Decades later, my future husband and I would join my parents to visit that quiet cottage on the trip of a lifetime to Greece. Surrounded by Damiani's once prolific olive orchards, my father Tasso led us up that rocky terrain to Yiayia's ancestral home. He took out his key, turned the knob, and opened up a world of incredibly poignant family history inside.
With heavy hearts, we solemnly gazed upon those stone walls now bare of family photos. The quiet corner of the cottage where Yiayia was miraculously born. The back room where her beloved donkey "Keecho" and the family's livestock slumbered. The adjoining room where Yiayia, her mother, and three siblings slept side by side on the cold, hard floor. The well outside - now dry. The nearby latrine - a shadow of itself. The voices inside - eternally silent. But for one, of course.

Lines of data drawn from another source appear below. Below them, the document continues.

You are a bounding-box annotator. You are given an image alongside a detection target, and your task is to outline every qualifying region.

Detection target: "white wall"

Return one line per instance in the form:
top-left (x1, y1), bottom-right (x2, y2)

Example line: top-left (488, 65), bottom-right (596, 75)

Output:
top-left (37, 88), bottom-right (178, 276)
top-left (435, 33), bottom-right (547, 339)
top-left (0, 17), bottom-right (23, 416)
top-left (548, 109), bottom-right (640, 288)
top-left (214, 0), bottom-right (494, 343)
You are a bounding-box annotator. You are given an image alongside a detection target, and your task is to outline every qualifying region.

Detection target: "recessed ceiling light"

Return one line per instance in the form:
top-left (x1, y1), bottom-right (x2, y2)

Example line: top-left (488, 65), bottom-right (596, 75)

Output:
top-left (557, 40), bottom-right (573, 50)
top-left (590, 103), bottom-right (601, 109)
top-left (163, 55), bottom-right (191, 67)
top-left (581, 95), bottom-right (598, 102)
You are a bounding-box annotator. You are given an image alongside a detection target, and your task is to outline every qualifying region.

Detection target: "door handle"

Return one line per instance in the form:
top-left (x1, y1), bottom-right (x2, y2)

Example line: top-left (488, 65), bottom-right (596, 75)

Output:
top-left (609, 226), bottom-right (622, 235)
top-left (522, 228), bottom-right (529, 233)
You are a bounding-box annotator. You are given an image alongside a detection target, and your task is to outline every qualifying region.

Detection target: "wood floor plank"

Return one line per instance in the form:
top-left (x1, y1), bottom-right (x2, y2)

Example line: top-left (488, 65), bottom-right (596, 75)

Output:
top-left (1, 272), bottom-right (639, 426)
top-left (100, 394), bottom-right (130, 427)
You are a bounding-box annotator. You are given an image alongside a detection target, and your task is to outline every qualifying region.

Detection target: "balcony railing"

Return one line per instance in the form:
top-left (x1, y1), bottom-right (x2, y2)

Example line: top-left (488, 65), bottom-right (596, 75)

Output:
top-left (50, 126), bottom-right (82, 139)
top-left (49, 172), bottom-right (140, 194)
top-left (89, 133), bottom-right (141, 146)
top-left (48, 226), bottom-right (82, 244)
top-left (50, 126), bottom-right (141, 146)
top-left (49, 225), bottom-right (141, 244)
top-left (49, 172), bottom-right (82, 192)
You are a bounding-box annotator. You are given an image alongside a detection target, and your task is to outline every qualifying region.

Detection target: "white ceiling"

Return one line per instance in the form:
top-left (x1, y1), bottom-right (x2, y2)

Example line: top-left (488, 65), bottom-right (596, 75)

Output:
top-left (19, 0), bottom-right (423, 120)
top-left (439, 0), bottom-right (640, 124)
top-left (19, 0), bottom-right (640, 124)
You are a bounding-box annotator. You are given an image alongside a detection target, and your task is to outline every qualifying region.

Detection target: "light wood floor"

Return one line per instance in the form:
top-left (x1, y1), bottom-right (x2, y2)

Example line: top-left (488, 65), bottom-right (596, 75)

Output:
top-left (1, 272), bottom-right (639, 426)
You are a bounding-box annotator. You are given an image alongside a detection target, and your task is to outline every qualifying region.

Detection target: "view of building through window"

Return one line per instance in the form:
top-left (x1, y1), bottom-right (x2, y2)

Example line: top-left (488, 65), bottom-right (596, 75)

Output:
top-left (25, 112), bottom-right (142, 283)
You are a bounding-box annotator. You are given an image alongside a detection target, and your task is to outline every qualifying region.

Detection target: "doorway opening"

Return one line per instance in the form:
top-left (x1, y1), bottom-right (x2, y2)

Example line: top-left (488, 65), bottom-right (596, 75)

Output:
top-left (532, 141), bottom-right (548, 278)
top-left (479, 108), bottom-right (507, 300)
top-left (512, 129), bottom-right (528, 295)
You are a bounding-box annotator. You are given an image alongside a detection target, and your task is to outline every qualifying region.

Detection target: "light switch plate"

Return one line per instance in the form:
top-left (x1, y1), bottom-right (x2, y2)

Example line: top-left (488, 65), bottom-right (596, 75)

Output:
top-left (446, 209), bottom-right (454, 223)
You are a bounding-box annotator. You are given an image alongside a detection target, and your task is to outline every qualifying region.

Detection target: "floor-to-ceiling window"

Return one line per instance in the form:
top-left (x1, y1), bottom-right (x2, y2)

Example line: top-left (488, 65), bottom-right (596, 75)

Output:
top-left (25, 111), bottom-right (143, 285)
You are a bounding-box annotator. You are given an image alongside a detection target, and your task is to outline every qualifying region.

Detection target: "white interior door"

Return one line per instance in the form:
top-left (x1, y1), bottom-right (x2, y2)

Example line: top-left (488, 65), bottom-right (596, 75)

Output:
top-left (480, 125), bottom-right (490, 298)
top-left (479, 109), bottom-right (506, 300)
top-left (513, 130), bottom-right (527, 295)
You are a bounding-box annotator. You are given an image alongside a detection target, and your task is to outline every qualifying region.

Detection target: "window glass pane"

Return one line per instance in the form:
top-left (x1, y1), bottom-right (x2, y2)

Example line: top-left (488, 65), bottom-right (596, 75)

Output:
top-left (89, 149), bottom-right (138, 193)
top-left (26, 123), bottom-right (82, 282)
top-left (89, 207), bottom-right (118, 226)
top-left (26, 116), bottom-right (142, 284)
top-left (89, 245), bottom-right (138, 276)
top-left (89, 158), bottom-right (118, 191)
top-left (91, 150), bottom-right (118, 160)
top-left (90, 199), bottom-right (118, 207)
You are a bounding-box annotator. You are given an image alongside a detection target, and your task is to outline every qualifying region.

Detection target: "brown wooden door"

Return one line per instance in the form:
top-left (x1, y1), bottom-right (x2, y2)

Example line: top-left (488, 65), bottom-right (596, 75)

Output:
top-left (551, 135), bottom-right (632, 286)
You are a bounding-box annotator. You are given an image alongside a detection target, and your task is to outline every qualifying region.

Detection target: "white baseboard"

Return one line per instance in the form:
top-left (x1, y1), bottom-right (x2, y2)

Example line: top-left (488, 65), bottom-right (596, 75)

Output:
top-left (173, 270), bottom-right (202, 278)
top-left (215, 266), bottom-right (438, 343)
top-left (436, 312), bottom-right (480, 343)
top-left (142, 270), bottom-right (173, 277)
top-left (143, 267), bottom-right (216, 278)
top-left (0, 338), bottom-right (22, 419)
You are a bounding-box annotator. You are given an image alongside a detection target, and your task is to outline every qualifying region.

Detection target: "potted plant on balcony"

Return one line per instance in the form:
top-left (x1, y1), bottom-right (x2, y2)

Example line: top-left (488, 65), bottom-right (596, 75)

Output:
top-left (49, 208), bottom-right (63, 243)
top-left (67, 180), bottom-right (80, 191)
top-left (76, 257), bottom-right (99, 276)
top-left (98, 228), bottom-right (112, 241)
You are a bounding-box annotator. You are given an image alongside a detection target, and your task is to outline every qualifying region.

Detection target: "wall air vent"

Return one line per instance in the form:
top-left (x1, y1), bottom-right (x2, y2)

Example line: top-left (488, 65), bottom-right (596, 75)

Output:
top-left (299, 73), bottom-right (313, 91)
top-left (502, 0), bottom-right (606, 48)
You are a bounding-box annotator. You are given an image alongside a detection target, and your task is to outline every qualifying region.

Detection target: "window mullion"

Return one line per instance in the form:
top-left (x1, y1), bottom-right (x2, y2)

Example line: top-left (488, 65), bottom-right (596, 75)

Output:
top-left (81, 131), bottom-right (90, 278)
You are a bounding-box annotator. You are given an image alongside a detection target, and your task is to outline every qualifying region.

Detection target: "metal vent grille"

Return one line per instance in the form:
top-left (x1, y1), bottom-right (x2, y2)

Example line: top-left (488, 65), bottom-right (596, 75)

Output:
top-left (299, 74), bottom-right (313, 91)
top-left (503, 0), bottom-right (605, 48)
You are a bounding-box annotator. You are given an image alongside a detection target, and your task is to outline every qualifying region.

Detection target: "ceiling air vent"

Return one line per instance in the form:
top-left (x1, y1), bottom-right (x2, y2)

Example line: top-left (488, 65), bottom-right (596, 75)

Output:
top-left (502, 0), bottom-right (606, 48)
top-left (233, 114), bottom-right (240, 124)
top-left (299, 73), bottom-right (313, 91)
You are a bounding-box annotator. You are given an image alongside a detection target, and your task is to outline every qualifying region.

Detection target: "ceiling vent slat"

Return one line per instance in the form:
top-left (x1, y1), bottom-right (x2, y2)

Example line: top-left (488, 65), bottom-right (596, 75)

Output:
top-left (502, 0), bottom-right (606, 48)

All these years later, that lone voice now lives in a little pink house with the red door in San Jose, California. But thousands of miles away that quiet stone cottage still stands proudly overlooking the Mediterranean. Just like my 106 year old Yiayia, those lonely walls have defied the test of time.
Yiayia's beloved ancestral home in the village of Agia Anastasia, on the island of Kythera, in the southernmost tip of Greece, still receives the occasional inquisitive visitor. And when it does ~ just like Yiayia's traditional Greek dances ~ it eagerly tells a tale of incredible human sacrifice and endurance. It's a beautiful, poignant story of one poor but proud family forced to adapt and to endure so future generations could one day thrive. As my beloved Yiayia always says, "such is the life." And yet it hardly seems fair.